Il Mago always could score -- even last season, he averaged a scintillating 24.0 points per 40 minutes while disappointing in virtually every other phase. What has stood out this season is that he's doing every thing a little better -- rebounding, passing, shooting -- and the visual is that there's more of an attacking mentality and a confidence to everything he's doing. It's easier to envision that, of course, when the ball is going in. Bargnani's 51.5 percent shooting from the floor is unlikely to stay this elevated for long, though.

But there's another reason to put Bargnani on this list: It appears he's actually trying on defense. It's early, and I don't want to get carried away, but the standout feature when I've watched Toronto is the lack of glaring breakdowns that used to be a nightly treat. I've yet to see an opponent score while Bargnani stood 3 feet away with his back to the play, for instance. Baby steps, I know, but it appears Dwane Casey's defensive message is getting through. In the meantime, his 23.53 PER is miles ahead of his previous career bests, and at age 26, it appears he's finally realizing the potential Toronto saw when it drafted him six years ago.

James Harden

Among shooting guards who have played more than five games and didn't visit a German knee doctor this past summer, Harden is first in PER. He's also nearly leading the Thunder in the same category, which is pretty impressive considering the two other All-Stars on the roster. Harden continues to refine his pick-and-roll wizardry, sharply upping his efficiency through the first 11 games. Harden's 19.5 assist ratio is almost in point guard territory, while his 22.7 points per 40 minutes signify his evolution into an A-list primary scoring threat.

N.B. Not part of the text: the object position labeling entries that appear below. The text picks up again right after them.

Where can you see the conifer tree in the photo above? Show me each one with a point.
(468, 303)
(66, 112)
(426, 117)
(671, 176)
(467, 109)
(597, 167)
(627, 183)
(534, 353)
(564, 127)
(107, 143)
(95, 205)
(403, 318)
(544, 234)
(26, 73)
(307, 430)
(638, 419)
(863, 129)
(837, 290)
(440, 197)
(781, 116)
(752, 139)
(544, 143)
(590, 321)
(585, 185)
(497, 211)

The real kicker, though, is the efficiency. Harden's 65.3 TS% is the best of any player with a usage rate above 20 and more than five games played; he's drawing 6.8 free throw attempts per game despite taking nearly half his shots from beyond the 3-point line, producing a lethal cocktail of high-value scoring chances.

Byron Mullens

The most shocking moment of the season for me came in the Charlotte-Cleveland game, when Mullens scored on four straight midpost isolations -- the last two coming against Cavs defensive stalwart Anderson Varejao. Yeah, this dude can score. The 7-footer has shown a sweet stroke, shooting 49.5 percent from the floor and making 20 of his 21 free throw attempts; he's also scoring in bunches for the otherwise points-starved Bobcats, pumping in 22.8 points per 40 minutes.

His game still looks a bit one-dimensional, but he's only 22 and has virtually no NBA experience. It seems obvious that the Bobcats need to get him more playing time as the season goes on, and it wouldn't shock me at all if he's starting by midseason.

Ian Mahinmi

His brief NBA career has produced good enough per-minute stats that it seemed he'd be a productive regular once he got the chance. Well, the numbers don't lie. Mahinmi's TS% is a blistering 70.4, which one might write off as a fluke except that he's never been below 64.5 in four NBA seasons. He's a somewhat disastrous ball handler and commits a foul every six minutes, which may hamper him from taking Brendan Haywood's starting job even though he's badly outplaying him. But with Tyson Chandler's departure opening minutes for Mahinmi in the middle, he's taking full advantage and establishing himself as a very solid frontcourt weapon.

.J. White

Notice something about the last four players on this list? Sam Presti drafted all four. Mahinmi was a snag from France when Presti worked for the Spurs; Mullens and White were late first-round picks in Oklahoma City that the Thunder traded when they couldn't wriggle their way into that team's deep rotation, and Harden, of course, was a lottery pick three years ago.

White is the least heralded of the bunch, but his per-minute stats always had indicated he would be an effective player if he played. Now that he's paying, that's bearing out. His 15.9 points and 9.2 boards per 40 minutes are almost exactly what he did in limited minutes last season, and his shooting percentages have held solid, too. He's not an elite athlete and doesn't have much upside to improve upon beyond this point, but he's a smart, low-mistake role player who can't be left open. Every team in the league could use a guy like him.